Masked Face Recognition with Generative-to-Discriminative Representations
Shiming Ge, Weijia Guo, Chenyu Li, Junzheng Zhang, Yong Li, Dan Zeng
TL;DR
Masked face recognition is challenged by occlusions that degrade information needed for identity prediction. The authors propose a generative-to-discriminative framework (G2D) that cascades a generative encoder for mask-robust representations with a discriminative reformer to recover identity cues, followed by a lightweight classifier head. The backbone is learned via greedy, module-wise pretraining on synthetic masked faces using self-supervised losses and relational distillation from a pretrained teacher, yielding occlusion-robust and identity-discriminative representations.

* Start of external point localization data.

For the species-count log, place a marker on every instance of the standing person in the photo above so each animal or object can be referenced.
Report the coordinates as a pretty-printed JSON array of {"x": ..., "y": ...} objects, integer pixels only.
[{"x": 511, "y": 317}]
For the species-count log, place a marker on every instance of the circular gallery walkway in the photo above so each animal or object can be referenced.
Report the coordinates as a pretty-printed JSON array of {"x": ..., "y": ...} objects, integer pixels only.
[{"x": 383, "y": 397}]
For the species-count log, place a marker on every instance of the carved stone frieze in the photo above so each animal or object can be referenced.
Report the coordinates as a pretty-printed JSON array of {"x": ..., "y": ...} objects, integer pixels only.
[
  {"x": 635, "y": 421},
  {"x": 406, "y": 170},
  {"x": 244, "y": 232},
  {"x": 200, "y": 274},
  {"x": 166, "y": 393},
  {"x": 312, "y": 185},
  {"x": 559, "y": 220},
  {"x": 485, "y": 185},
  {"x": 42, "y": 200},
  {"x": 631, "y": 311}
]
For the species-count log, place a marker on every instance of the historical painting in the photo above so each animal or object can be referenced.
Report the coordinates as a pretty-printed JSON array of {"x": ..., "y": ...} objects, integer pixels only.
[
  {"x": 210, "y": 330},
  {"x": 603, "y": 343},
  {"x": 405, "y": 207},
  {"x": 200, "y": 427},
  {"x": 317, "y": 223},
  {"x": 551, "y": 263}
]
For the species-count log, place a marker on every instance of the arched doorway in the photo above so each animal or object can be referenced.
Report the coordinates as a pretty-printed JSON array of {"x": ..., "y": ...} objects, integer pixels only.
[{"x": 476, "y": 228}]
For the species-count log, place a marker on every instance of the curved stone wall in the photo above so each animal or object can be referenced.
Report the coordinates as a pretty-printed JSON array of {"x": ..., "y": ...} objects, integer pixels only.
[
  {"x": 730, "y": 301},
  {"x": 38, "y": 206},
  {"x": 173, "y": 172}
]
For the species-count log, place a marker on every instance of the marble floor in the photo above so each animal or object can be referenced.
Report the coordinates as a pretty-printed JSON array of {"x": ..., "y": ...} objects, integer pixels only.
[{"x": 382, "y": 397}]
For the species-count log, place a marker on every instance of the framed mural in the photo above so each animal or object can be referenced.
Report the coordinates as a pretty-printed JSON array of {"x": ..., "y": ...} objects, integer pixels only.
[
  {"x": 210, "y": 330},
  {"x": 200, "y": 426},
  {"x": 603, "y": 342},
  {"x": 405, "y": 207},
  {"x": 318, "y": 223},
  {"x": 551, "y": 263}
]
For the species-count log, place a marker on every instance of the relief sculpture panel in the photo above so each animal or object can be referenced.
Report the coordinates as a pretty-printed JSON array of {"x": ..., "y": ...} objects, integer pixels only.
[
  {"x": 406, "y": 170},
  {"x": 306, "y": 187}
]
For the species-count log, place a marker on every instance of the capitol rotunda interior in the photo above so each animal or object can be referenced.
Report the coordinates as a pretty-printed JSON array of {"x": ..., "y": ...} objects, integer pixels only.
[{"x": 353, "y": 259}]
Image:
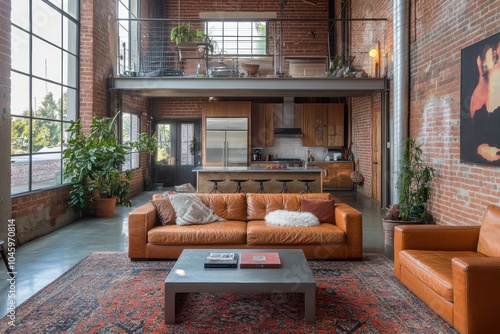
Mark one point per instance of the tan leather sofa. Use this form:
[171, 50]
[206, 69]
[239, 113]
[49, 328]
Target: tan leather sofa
[455, 270]
[246, 228]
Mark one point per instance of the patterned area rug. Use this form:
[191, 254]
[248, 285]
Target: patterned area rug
[107, 293]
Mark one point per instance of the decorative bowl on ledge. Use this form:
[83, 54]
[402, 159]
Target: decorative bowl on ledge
[251, 69]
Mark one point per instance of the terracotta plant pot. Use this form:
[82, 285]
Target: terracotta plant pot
[104, 207]
[389, 225]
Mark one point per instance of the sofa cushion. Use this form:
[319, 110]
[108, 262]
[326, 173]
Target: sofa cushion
[227, 206]
[190, 210]
[324, 209]
[433, 268]
[489, 234]
[259, 205]
[291, 218]
[260, 233]
[229, 233]
[164, 210]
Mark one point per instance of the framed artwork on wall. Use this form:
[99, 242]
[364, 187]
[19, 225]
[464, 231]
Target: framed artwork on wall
[480, 102]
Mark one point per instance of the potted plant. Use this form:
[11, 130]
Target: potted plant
[414, 191]
[94, 163]
[184, 32]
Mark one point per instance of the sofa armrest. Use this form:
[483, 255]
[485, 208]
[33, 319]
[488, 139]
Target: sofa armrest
[349, 220]
[140, 221]
[476, 294]
[433, 237]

Across synthetic LFW and realistic RMFD/MLFW benchmarks, G2D achieves state-of-the-art performance while maintaining competitive normal-face recognition and practical inference speed, highlighting its potential for real-world safety and governance applications.
Abstract
Masked face recognition is important for social good but challenged by diverse occlusions that cause insufficient or inaccurate representations. In this work, we propose a unified deep network to learn generative-to-discriminative representations for facilitating masked face recognition. To this end, we split the network into three modules and learn them on synthetic masked faces in a greedy module-wise pretraining manner. First, we leverage a generative encoder pretrained for face inpainting and finetune it to represent masked faces into category-aware descriptors. Attribute to the generative encoder's ability in recovering context information, the resulting descriptors can provide occlusion-robust representations for masked faces, mitigating the effect of diverse masks. Then, we incorporate a multi-layer convolutional network as a discriminative reformer and learn it to convert the category-aware descriptors into identity-aware vectors, where the learning is effectively supervised by distilling relation knowledge from off-the-shelf face recognition model. In this way, the discriminative reformer together with the generative encoder serves as the pretrained backbone, providing general and discriminative representations towards masked faces. Finally, we cascade one fully-connected layer following by one softmax layer into a feature classifier and finetune it to identify the reformed identity-aware vectors. Extensive experiments on synthetic and realistic datasets demonstrate the effectiveness of our approach in recognizing masked faces.